Empieza en un set de televisión, en un programa de debate político en Colombia. Una conductora y cinco panelistas: tres hombres y dos mujeres. Es junio de 2018 y en un par de días será la segunda vuelta de la elección presidencial. Las encuestas dan por ganador a Iván Duque por sobre Gustavo Petro, sin embargo el tema que más da que hablar es el gran porcentaje de votos en blanco que se prevé.

Los cinco panelistas están ahí para debatir sobre eso, sobre la utilidad del voto en blanco, sobre a quién favorecería. Hay una exministra, el fundador de la revista cultural El Malpensante, un congresista que vota por Duque, un empresario y exsenador, y una escritora.

Sí, uno de los cinco panelistas de ese programa de debate político es una escritora colombiana, que a esa altura ha publicado novelas, cuentos, ensayos; libros híbridos, imposibles de clasificar. Una bogotana que nació en 1973, estudió en Yale y es experta en literatura medieval.

Una escritora en medio de un debate político. Es una imagen extraña para nosotros –pareciera que los escritores dejaron de intervenir en el espacio público hace muchos años–, pero no en el caso de Carolina Sanín, columnista incendiaria de voz lúcida y desafiante, que ha decidido intervenir en el campo cultural y político con la misma fuerza, intensidad e inteligencia con que escribe sus novelas, cuentos y ensayos.

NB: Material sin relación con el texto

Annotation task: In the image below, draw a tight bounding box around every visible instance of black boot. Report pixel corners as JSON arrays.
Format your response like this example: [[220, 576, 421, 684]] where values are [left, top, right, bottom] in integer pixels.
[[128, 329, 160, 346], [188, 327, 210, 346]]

–Siempre he tenido un interés en lo político y en mi caso es inseparable del interés por la escritura, que siempre conlleva un interés por la persuasión y por la construcción de una comunidad con el lector –cuenta desde Bogotá, donde presentó hace un par de meses su último libro, Somos luces abismales, un conjunto de textos híbridos, personalísimos, en los que sobresale una mirada tan fina como dislocada:

«Si hubiera algo de mí en lo que he escrito –algo existente y no sólo la mentira de quien aclaro ser–, ¿cómo podría vivir eso en quien me lee?», anota en un momento.

Y después:

«¿Cómo puedo vivir en mi libro con una vida mía distinta de mi vida, no dando pistas para la memoria, sino convertida en mi deseo que desde aquí no puedo conocer?» No hay respuestas definitivas, por supuesto, pero quien lee Somos luces abismales avanza por las palabras con cuidado. Son ensayos autobiográficos que se pueden leer como una suma de cuentos unidos por una voz,  o como una novela en que brilla una prosa que a ratos quiere ser poema. Textos que registran una mirada que se detiene en el otro, en la naturaleza, en la ciudad, en los animales, y a veces se vuelve hacia sí misma, pero nunca parece un gesto de vanidad, sino más bien una pequeña pausa para luego levantar una vez más la cabeza y observar críticamente aquello que nos rodea:

«En medio de una carretera rural había un potro muy joven que estaba solo. Un potrico. Tal vez yo nunca había visto un potro de esa edad. Había visto muchas veces un potro de esa edad junto a la yegua, celosa y altiva, medio desentendida de él en apariencia, ensimismada, pero en realidad entendiéndolo del todo, únicamente: con el potro sujeto, y él con ella adentro. Eso lo había visto, ese conjunto, pero no un potro delante de mí, solo y entero, recortado contra el mundo, con los cascos en la tierra y el cuerpo en el aire, así. Los animales nos hacemos visibles en el desamparo: somos luces abismales».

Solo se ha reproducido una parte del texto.